# Driving without a hood



## TwistedGTR (May 19, 2005)

Anyone know if it is illegal to drive a car without a hood in washington state? more of kitsap county? My skyline doesn't have a hood yet and i need to drive it to get to places


----------



## dmroberson (Jun 24, 2004)

Unless I'm mistaken, I thought driving ANY car without a hood was illegal. I've seen several cars in Fayetteville without hoods, but the cops scoop them up rather quickly.


----------



## Nismo240 (Jul 24, 2004)

i've seen people do it, but never heard of anyone getting on trouble for it.


----------



## TwistedGTR (May 19, 2005)

I just called the Washington State Patrol and the lady that I was talking to said she asked the officer and he said that that it was ok by him. It might be legal, it might not be. I don't think they care around here cause I have seen a few cars without hoods; hondas and muscles.


----------



## Nismo240 (Jul 24, 2004)

yeah, i thought you would be able to do it. and you'll be able to show off that sexy RB.:thumbup:


----------



## Jeff (Oct 17, 2002)

Correct me if I'm wrong...but aren't hoods there for a reason?


----------



## TwistedGTR (May 19, 2005)

They are there for a reason, but apparently the police don't really care if you have one off for a little bit. I told them that I was going to be driving without a hood for only a few days, so that's fine.

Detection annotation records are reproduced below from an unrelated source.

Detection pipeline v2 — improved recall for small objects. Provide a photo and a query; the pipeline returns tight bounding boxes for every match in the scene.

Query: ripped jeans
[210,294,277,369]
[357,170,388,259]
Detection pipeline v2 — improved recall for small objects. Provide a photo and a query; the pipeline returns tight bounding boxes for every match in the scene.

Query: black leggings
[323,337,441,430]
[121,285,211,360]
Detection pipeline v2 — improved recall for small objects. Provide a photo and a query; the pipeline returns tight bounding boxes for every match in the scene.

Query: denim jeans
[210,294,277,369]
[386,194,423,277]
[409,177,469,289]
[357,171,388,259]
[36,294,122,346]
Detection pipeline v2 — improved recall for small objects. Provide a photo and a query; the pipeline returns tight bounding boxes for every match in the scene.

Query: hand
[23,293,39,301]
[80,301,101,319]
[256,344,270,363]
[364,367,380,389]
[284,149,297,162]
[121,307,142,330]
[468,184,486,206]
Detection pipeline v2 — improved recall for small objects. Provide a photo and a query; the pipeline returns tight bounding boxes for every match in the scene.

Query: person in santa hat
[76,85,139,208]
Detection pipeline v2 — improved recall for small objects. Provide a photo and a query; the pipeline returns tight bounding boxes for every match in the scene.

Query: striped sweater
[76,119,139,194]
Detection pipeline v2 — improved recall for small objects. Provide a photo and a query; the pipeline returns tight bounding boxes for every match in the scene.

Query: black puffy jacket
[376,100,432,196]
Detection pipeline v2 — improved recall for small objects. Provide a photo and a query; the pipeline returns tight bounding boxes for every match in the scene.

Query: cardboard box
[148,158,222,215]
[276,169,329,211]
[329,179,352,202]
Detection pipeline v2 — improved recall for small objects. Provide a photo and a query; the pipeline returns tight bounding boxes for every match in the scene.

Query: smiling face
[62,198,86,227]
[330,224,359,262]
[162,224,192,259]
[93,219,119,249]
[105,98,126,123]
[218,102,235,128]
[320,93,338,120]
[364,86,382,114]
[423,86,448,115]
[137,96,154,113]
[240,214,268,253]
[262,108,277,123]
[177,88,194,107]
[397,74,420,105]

I would say the reason hoods are there to protect anything under the hood from rain and if anything decides to blow, it protects them from shooting out everywhere.


----------



## Nismo240 (Jul 24, 2004)

i thought it was there for shits and giggles, but i may be wrong.......


----------



## TwistedGTR (May 19, 2005)

Lol! it could be there for shits....Who knows


----------